葬儀と関係なかった仏教が、葬儀と結びついた背景と親鸞の影響力 (1/3ページ)

心に残る家族葬

葬儀と関係なかった仏教が、葬儀と結びついた背景と親鸞の影響力

日本仏教が「葬式仏教」と揶揄されて久しい。しかし元々、葬儀とは関係ないはずの仏教が葬儀と結び付いた背景には、死に対する「穢れ」を突破した鎌倉新仏教の僧侶たちの「慈悲」故であったことは以前にふれた。それは打ち捨てられた遺体を見かねた民衆の、供養して欲しいという願いに応えたものだった。「葬式仏教」は日本人の精神構造に沿ったものであった。その中で親鸞(1173~1263)は極めて異質な存在である。親鸞の思想とは「自由・平等・個人主義」という前衛的なものであった。しかしその思想もやがては日本人の精神構造に取り込まれることになる。

■革命家・親鸞

親鸞は鎌倉新仏教の先駆けとなった浄土宗の宗祖・法然(1133~1212)の弟子で、浄土真宗の宗祖である。
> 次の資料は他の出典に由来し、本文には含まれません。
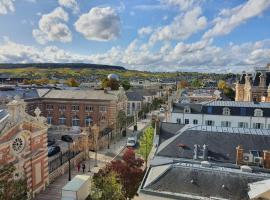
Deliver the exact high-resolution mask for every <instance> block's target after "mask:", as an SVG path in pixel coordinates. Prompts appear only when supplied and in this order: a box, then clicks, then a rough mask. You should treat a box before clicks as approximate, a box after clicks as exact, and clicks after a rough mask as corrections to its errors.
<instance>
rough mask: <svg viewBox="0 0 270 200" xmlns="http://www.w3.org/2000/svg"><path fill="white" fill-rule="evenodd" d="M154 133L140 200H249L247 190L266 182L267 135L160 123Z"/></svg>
mask: <svg viewBox="0 0 270 200" xmlns="http://www.w3.org/2000/svg"><path fill="white" fill-rule="evenodd" d="M157 130H159V131H158V132H157V135H156V137H155V141H156V140H158V142H157V143H156V146H157V148H156V150H155V155H154V157H153V158H152V159H151V160H150V166H149V169H148V170H147V172H146V174H145V177H144V180H143V181H142V184H141V187H140V190H139V197H140V199H147V200H148V199H181V200H182V199H183V200H188V199H192V200H194V199H198V200H199V199H206V200H213V199H222V200H229V199H233V200H249V199H251V196H250V195H251V194H249V186H250V185H251V184H256V183H258V184H259V183H260V181H265V180H268V179H270V174H269V172H270V166H269V164H270V159H269V155H270V152H269V144H270V131H269V130H256V129H243V128H225V129H224V128H222V127H214V126H201V125H195V126H194V125H186V126H184V127H183V126H182V125H179V124H176V123H164V122H162V123H161V125H160V127H159V129H157ZM254 194H255V192H254V191H253V190H252V196H253V197H254V196H255V195H254ZM257 196H258V195H257ZM264 197H265V196H264ZM268 198H269V195H268ZM252 199H253V198H252Z"/></svg>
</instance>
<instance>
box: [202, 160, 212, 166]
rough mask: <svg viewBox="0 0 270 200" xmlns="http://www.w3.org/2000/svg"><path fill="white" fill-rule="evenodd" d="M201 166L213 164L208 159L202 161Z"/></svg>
mask: <svg viewBox="0 0 270 200" xmlns="http://www.w3.org/2000/svg"><path fill="white" fill-rule="evenodd" d="M201 166H202V167H211V166H212V165H211V163H210V162H208V161H202V162H201Z"/></svg>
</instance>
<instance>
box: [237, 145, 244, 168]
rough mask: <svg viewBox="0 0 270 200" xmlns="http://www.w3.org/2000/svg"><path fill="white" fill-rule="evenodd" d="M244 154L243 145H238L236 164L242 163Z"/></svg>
mask: <svg viewBox="0 0 270 200" xmlns="http://www.w3.org/2000/svg"><path fill="white" fill-rule="evenodd" d="M243 154H244V149H243V147H242V146H241V145H238V146H237V147H236V165H240V164H242V161H243V156H244V155H243Z"/></svg>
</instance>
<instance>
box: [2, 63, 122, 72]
mask: <svg viewBox="0 0 270 200" xmlns="http://www.w3.org/2000/svg"><path fill="white" fill-rule="evenodd" d="M16 68H40V69H50V68H70V69H101V70H123V71H125V70H126V69H125V68H124V67H121V66H115V65H100V64H88V63H26V64H22V63H0V69H16Z"/></svg>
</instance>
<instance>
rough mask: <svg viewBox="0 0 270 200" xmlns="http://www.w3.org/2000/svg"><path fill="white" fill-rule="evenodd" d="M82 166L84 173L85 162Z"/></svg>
mask: <svg viewBox="0 0 270 200" xmlns="http://www.w3.org/2000/svg"><path fill="white" fill-rule="evenodd" d="M82 168H83V173H84V170H85V164H84V163H83V164H82Z"/></svg>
浄土真宗は阿弥陀仏一仏のみを信仰の対象とする一神教に近い教えで、その他の、例えば日本古来より伝わる八百万の神々を仰ぐ必要はないとする「神祇不拝」、仏法を王法より上として天皇・将軍などの支配者を敬わない「国王不礼」を公然と掲げた。つまり日本古来の宗教的・世俗的権威を一切否定したのである。さらに親鸞は中世にあって「個人主義」を唱える。

「弥陀の五劫思惟の願をよくよく案ずれば、ひとえに親鸞一人がためなりけり」(唯円著・「歎異抄」 末文)

これは自分だけが救われるといった意味ではなく、阿弥陀仏は常にその人その人の前に現れ、その人を救うという意味である。阿弥陀仏にあっては全ての人間は平等であり、そこに貧富、上下の差はない。親鸞にとって人間は皆、等しくかけがえのない「個人」であった。それ故、親鸞はこうも言っている。

「親鸞は弟子一人ももたず候」(「歎異抄」 第六章)

■伝統を壊そうとした親鸞

こうして親鸞は日本の伝統的な身分や上下関係、習俗、儀式儀礼などを解体しようとした。なぜそのような教えに至ったのか。

近代以前の身分制社会において、一部の富裕層以外の民衆は貧しく苦しい生活をおくっていた。彼らにとってこの世は救い無き苦界であった。